茅乃が恋人らしく振舞うようになったのは。
「今の状況を望んだのは茅乃だけど、受け入れて利用したのは小太郎だからな?」
あれは、確か。
「抑えきれなくなったんだろうなぁ、茅乃」
茅乃を駅まで送っていった時、比奈に会ったあの翌日だったんじゃないか?
比奈と会ったのを、見られた?
もしかして、それで……
「傍から見てても気付くのに、気付かないお前は鈍いを通り越して最低な男っていうの。
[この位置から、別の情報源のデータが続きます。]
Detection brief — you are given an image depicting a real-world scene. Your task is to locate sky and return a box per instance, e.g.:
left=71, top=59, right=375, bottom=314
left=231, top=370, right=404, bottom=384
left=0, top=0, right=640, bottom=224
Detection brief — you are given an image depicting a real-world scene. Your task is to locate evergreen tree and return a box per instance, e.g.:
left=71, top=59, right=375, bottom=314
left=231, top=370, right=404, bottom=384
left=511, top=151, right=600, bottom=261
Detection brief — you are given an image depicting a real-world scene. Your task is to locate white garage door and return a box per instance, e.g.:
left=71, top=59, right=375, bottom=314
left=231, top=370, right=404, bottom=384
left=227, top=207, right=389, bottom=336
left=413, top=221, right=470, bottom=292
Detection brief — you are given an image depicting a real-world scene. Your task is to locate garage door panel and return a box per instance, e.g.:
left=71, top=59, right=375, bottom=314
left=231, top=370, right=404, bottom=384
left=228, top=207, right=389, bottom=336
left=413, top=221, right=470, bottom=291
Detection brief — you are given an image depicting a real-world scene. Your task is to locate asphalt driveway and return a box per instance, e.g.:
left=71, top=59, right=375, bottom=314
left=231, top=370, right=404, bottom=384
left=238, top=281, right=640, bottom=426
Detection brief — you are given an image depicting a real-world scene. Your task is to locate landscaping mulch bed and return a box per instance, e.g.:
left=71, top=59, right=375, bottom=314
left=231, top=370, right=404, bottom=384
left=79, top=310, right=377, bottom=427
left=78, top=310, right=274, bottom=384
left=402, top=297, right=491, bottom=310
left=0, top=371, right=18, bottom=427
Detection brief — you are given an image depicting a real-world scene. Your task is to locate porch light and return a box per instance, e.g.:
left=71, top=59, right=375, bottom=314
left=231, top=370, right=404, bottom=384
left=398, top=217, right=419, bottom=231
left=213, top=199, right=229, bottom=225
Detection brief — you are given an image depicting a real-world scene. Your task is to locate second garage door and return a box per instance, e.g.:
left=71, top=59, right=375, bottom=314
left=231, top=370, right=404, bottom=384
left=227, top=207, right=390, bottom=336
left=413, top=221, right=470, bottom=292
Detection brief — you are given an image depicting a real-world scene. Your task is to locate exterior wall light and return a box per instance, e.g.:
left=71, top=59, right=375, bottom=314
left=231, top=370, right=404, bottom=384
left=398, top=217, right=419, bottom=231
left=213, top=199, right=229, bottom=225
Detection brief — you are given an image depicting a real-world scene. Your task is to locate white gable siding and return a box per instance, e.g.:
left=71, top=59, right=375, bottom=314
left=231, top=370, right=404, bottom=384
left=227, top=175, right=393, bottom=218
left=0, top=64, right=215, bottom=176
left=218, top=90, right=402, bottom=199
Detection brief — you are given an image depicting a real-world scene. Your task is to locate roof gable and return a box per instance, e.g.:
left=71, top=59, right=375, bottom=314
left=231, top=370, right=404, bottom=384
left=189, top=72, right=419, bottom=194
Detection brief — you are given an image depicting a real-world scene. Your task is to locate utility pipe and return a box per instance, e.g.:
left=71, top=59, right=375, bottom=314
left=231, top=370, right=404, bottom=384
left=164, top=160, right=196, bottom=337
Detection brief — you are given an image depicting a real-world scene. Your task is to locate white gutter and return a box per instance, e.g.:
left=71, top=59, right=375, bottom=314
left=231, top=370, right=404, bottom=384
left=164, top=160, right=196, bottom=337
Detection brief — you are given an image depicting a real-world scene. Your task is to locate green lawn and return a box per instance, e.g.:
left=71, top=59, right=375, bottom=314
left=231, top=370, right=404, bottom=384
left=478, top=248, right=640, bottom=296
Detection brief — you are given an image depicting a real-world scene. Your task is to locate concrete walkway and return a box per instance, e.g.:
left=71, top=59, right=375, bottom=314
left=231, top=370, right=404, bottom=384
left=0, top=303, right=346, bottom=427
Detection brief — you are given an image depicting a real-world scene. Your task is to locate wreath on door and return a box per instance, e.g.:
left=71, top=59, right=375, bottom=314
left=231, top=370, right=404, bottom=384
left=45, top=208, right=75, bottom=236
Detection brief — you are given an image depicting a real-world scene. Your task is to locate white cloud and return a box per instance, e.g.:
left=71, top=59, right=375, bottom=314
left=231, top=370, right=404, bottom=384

分かる?」
「……分かってる」
ぼそりと返せば、そっか……と肩を竦めた。
「お前さ、幼馴染ちゃんの事ホントに好きなの?」
「……」
伏せていた目を思わず上げたけれど、目を見れずに再び顔を下に向けた。
「中一だっけ?」
答えられずに黙ったままでいると、狩野は息を吐き出した。
「ま、俺には分かんないけど。でもさ、別にお前って年齢でその子を好きになったわけじゃないだろ?」
「ちがっ」
「ならいいじゃんか。たまたま好きになった子が、たまたま幼馴染で、たまたま年下だった。それでよくねぇ? 何をそんなに考え込むわけ?」
「そんな、簡単に……っ」
思わず言い返した俺の目に映ったのは、仕方がないなぁと呆れた様に笑う狩野の姿。
「簡単だよ。お前が考え過ぎ。いいじゃんか、好きだって言えば。それで叶おうが振られ様が俺には責任持てないけど」
「俺、十八だぞ?」
「ん、俺ももうすぐ十八。何? 年上だからえばってんの?」
「そんな事……」
言いかけた俺の言葉を掌をかざして遮ると、面倒くさそうに目を細める。
「もし茅乃と別れてフリーに戻っても、幼馴染ちゃんに何も言わないの?」
「……言えないだろ」
「言えるだろ?」
「言えねぇってば!」
すると狩野は、意地悪そうにニヤリと笑った。
「じゃ、目の前で誰かと付き合うの、見てられるんだ」
どくり。
鼓動が早まる。
考えないようにしている、コト。
「ま、その位の気持ちなら、いいんじゃない? 好きにしなよ」
「狩野っ」
「だろ? その位の気持ちで振り回される、周りが可哀想って事だよ。少しは考えろよなー」
簡単に言い放たれて睨み上げれば、狩野はゴミを片手で掴んで立ち上がった。
「早く元に戻っておいで。のんびり穏やかこたろーくんに、な?」
ひらひらと手を振ると、かったるそうに狩野は屋上から校舎内へと戻っていった。
なんだか最近、屋上に残されるのが多いな……
そんなくだらないことを考えながら、だらりと肩から力を抜く。
考えなかったと言えば、嘘になる。
比奈が、知らない男のものになる事。
でも……
堂々巡りの問いの答えは、すぐ目の前まで来ていた。
ほんの少し、数日の後。
「……誰だ?」
視界に映った二人の姿に、俺は愕然と立ち尽くした。